When it comes to sizing, do you need to change your dough recipe depending upon how big the crust or pizza is going to be? What if we wanted to offer an 18- or 36-inch pizza?

Because our pizza crust will always have roughly the same thickness across its entire size, it really doesn’t matter what size we make our pizzas from a dough standpoint. When it comes to baking that pizza, though, it’s an entirely different matter. Most pizzerias will use the same dough to make a variety of different sized pizzas, but they will all be baked for different times, and sometimes even at different temperatures. The reason for this is because the larger pizzas will sink more heat from the oven than a smaller pizza. This is most graphically seen when we put a single pizza into a conventional deck oven and it takes about eight minutes to bake. But then, when we put 10 of those same-size pizzas into the oven, the baking time goes out to maybe something closer to 12 or 14 minutes. We even see this same thing happening in the air impingement ovens, where a 10-inch thin crust pizza might bake in four minutes, and a 14-inch pizza made from the same dough might require nearly 10 minutes.

Due to its smaller mass, the 10-inch pizza is heating up much faster than the 14-inch pizza, so more of the heat becomes available to further raise the temperature of the smaller pizza to a point where it becomes over-baked with the longer baking time of the 14-inch pizza. The converse is also true, where the larger pizza would be under-baked if it were baked under the same conditions as the smaller, 10-inch pizza. To bake some of those really large, party size pizzas, the only thing that you will need to do is to determine the correct baking time and temperature for your particular oven.

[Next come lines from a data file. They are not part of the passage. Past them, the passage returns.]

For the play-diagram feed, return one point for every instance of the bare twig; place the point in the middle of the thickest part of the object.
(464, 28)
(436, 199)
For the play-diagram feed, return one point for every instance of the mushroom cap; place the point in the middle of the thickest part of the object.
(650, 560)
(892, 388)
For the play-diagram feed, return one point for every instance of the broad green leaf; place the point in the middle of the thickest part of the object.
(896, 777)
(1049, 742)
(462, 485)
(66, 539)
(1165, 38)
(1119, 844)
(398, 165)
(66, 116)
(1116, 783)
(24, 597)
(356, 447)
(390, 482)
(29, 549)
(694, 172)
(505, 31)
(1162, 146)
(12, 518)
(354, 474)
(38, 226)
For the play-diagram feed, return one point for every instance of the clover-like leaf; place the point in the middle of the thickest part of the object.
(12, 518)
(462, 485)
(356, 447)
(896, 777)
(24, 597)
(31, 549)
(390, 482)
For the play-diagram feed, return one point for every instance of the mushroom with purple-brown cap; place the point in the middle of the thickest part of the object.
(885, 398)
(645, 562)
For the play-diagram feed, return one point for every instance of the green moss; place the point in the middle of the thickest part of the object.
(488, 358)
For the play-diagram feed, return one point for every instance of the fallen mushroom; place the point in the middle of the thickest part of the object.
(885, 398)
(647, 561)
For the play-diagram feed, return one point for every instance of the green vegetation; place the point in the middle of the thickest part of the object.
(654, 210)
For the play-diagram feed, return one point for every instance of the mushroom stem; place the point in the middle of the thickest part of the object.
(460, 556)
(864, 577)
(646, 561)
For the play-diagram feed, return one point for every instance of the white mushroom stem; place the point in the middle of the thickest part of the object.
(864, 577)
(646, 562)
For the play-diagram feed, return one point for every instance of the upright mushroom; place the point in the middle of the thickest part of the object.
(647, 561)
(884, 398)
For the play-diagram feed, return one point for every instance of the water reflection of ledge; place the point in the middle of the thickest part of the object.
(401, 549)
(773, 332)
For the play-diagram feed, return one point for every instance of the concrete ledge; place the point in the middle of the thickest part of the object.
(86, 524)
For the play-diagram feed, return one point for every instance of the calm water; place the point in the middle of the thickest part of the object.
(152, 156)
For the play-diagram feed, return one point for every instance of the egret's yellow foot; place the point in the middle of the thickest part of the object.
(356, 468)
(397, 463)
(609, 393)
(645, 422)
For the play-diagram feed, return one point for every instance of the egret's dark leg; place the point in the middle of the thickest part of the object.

As a side note: If you were to prepare an endless ribbon of dough and sauce and top it continuously as you fed it into any of the conveyor ovens, the oven cavity would be continually exposed to the same amount of material to be baked (pizza). The oven could be set-up and continually operated in this manner, without needing to make any further time or temperature adjustments, just so long as the oven cavity is completely full. Application of this principle also explains the reason why conveyor ovens will bake more pizzas per hour than most deck ovens. Of course, you’ve got to keep the conveyor oven completely full to get that maximum production figure out of it, but that’s what they are designed to do.